= Bernardo Fernandez =

Portuguese rancher (1828–1912)

Bernardo Fernandes, later known by the Spanish spelling of his name Bernardo Fernandez, (November 15, 1828 – May 12, 1912) was a Portuguese-born Californian rancher and entrepreneur in Contra Costa County, California.

==Biography==
Born in Portugal, Fernandez joined a ship to Brazil when he was 13 years old, rose to be a ship's captain, and first settled in the United States in 1850, operating coastal shipping from New York.

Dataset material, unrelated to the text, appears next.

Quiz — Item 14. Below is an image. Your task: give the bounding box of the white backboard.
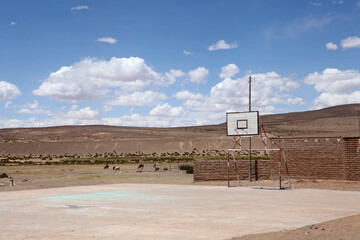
[226,111,259,136]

In 1853 he arrived in Pinole, California, as a gold prospector, but decided to settle, operating a freight business between Contra Costa County and San Francisco and starting in 1857 acquiring land. He eventually became the area's wealthiest resident, owning more than 20,000 acres in Pinole, Oakland, and San Francisco. Among his holdings was a 9,000-acre ranch in western Contra Costa County on which he grew wheat and raised cattle; the remaining 700 acres of the Fernandez Ranch were acquired as an open space preserve in 2004 and expanded in 2010 with the addition of the adjacent Franklin Canyon property, also originally part of the ranch.

In 1859 he married Carlotta Cuadra, a member of a Marin County pioneer family from Chile; they had six children. Their third home, a 22-room mansion built in about 1894, is preserved as the Bernardo Fernandez House. He died at home in Pinole in 1912.